# Creep feeders



## Boers4ever (Jun 28, 2020)

Hey guys! I’m expecting of bunch of kids in April. I need some ideas for a creep feeder. I’m not very DIY talented so anything that was easy to build or bought from a store or online. Please share pictures! If you bought it please say what brand it is and what website/store you got it from. Thanks so much.


----------



## ksalvagno (Oct 6, 2009)

If you don't mind spending some money, Premier has some nice panels with adjustable gates that you could make into a creep feeder.


----------



## AndersonRanch (Oct 18, 2020)

It doesn't need to be anything fancy, you just need to stop the bigger ones from getting in and the kids allowed in. I don't have a picture of mine mine set up but I have this calf creep feeder 







which I absolutely LOVE because I can put about a months worth of grain in it and not have to worry about them running out. Before that I just had a bunch or whatever feeders that would hold grain and I would fill them up everyday. Around it I just have a panel and then this gate......well not THIS exact gate but one pretty much the same. 

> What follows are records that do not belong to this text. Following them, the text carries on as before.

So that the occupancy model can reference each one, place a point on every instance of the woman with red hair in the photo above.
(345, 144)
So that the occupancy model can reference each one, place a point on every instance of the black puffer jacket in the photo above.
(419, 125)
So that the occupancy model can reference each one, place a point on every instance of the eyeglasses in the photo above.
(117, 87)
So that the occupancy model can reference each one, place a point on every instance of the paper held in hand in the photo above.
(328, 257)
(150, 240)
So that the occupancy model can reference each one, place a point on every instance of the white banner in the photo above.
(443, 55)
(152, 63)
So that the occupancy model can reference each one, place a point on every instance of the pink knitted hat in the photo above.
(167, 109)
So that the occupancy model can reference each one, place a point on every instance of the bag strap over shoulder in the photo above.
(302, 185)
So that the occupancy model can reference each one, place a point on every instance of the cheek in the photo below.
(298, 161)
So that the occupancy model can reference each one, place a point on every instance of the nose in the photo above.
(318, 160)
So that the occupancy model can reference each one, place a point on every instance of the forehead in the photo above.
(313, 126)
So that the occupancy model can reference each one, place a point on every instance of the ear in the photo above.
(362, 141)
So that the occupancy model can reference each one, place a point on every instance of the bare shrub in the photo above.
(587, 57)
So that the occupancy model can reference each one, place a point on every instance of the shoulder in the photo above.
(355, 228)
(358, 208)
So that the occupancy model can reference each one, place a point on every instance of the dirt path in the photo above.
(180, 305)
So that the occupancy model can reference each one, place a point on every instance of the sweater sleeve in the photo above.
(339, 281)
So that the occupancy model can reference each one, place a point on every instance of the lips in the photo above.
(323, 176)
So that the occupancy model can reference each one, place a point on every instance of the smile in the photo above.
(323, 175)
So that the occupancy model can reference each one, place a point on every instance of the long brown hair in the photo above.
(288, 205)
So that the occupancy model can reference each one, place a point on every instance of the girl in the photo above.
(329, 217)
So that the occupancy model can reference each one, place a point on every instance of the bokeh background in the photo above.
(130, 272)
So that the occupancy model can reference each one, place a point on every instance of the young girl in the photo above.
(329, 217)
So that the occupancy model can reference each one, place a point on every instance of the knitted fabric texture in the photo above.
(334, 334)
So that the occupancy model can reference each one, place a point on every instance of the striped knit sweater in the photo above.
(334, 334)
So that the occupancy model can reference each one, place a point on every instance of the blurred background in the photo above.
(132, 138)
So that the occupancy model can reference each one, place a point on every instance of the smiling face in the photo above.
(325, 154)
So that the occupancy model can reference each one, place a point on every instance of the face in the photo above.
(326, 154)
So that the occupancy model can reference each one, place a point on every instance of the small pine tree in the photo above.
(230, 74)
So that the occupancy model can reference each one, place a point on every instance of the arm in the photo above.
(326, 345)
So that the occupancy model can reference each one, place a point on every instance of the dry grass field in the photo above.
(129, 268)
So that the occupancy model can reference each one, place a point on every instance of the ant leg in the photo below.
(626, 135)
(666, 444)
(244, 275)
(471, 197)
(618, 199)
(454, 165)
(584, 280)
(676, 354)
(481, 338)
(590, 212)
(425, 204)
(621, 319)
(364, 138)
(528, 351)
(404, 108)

It allows the kids to squeeze in. Before that I just made the same general idea as this gate but made out of wood. I used screws so that I could play around with it if larger goats were able to get in. Just unscrew some screws and move the board and screw back on. I heard of someone else that used a pallet and just pulled off a board so the kids could fit threw. 
You could also look at the primer one and use the same general idea with some 2X4, some holes drilled and cut some rebar.


----------